Media Matters: To ban or not to ban
Challenges to books in public school libraries have risen sharply in the past five years. Columnist Richard Campbell writes that the Trump administration's efforts to clamp down on materials that promote diversity have put librarians at the center of a political fight.

When I found out that Miami University alumnus Wil Haygood’s book on Black film history, “Colorization,” was among 381 titles banned from the U.S. Naval Academy Library by the Trump administration, I had two thoughts. One, “Wow, this is going to be good for Wil’s book sales!” And two, “Why wouldn't naval cadets be tough enough to handle a book about movie history … aren’t they being trained to fight in wars?”
Since 2020, there’s been an alarming rise in the number of books challenged in the U.S. for their right to exist in libraries, according to American Library Association (ALA).

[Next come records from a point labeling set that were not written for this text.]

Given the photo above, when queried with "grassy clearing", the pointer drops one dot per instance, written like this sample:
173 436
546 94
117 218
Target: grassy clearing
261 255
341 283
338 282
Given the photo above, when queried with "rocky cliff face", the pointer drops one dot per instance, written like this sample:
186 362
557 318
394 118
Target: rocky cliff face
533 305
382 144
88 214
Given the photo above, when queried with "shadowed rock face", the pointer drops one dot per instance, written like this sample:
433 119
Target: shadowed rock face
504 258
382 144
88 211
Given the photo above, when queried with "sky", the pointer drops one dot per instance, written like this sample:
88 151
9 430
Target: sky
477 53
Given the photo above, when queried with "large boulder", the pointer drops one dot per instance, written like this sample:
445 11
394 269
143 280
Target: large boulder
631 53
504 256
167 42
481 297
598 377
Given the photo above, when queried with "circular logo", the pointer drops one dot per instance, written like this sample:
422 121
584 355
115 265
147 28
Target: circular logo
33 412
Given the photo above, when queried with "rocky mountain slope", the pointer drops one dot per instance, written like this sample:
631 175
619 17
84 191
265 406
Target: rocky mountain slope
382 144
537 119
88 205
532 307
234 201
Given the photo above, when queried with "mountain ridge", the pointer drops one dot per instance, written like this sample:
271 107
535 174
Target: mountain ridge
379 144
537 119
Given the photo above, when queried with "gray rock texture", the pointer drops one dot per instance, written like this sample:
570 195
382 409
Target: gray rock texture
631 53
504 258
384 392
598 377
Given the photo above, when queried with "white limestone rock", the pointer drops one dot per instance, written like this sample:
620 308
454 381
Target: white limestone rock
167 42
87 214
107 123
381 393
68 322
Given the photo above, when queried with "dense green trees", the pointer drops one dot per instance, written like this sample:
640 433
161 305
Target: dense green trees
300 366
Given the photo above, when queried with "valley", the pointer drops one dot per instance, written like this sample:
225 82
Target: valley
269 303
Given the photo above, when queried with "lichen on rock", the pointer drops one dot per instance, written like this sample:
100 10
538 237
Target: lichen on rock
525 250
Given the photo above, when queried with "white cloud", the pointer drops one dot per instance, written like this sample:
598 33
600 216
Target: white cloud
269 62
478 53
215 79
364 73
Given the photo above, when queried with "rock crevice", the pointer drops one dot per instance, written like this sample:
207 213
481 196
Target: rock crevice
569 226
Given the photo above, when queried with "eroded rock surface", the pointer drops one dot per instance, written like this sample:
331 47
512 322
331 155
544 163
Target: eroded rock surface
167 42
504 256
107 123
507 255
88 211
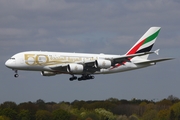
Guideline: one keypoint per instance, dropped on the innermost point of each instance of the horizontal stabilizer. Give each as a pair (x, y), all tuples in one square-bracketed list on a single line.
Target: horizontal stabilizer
[(154, 61)]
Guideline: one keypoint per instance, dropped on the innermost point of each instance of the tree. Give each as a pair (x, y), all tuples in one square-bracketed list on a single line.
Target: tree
[(163, 114), (175, 109), (12, 114), (24, 115), (9, 104), (43, 115), (150, 115), (4, 118), (105, 114), (60, 114)]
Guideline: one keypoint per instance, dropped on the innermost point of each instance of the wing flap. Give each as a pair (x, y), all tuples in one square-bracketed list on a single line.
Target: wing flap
[(154, 61)]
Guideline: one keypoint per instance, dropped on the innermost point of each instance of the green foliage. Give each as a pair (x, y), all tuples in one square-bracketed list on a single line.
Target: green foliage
[(110, 109), (24, 115), (164, 114), (4, 118), (105, 114), (60, 114), (150, 115), (43, 115), (175, 110)]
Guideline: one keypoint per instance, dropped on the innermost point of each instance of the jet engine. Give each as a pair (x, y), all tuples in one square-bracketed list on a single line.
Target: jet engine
[(75, 68), (48, 73), (101, 63)]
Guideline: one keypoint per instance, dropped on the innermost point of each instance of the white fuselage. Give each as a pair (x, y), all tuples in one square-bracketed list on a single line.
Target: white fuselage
[(43, 61)]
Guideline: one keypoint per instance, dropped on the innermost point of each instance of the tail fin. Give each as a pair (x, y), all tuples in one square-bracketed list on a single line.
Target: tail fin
[(146, 42)]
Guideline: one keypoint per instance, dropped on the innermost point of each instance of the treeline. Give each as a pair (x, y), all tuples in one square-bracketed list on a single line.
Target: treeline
[(110, 109)]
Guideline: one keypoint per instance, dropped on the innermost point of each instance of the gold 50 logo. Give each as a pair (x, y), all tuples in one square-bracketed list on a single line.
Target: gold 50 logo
[(35, 59)]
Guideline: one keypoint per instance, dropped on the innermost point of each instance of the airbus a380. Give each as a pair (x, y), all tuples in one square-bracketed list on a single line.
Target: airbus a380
[(86, 65)]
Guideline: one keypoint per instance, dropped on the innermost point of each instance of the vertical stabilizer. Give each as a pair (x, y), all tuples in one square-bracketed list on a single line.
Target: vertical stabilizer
[(146, 42)]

In 2020, less than 300 book titles were challenged, but that figure ballooned to nearly 4,000 in 2021 and over 9.000 in 2023.
Over the years, such challenges typically came from parents or school boards worried about the effects of a book’s sexual content on children — although between 2000-2009, the Harry Potter series faced the most challenges, apparently for encouraging witchery.
Judy Blume, who wrote books for children and young adults, often saw her books targeted or banned. The author of “Are You There, God? It’s Me, Margaret” (1970) and “Forever” (1975) once offered this advice: “Let children read whatever they want and then talk about it with them. If parents and kids can talk together, we won’t have as much censorship because we won’t have as much fear.”
The last Supreme Court case to address book banning, more than 40 years ago, was Island Trees Union Free School District v. Pico (1982). The Court’s fuzzy ruling stated that “local school boards have broad discretion in the management of school affairs.” But then the Court wrote that such discretion “must be exercised in a manner that comports with the transcendent imperatives of the First Amendment.”
More recently, many of these challenges have been political, as the ban on “Colorization” suggests. The recent surge is part of the newest iteration of the “culture wars” over the rise of diversity, equality and inclusion programs, DEI for short, that have developed in schools and colleges over the last two decades.

On one side of the cultural spectrum are efforts to acknowledge the histories of minority populations, long ignored or discriminated against. On the other side are those worried that books promoting DEI efforts are getting too much attention, upsetting old norms and traditional values.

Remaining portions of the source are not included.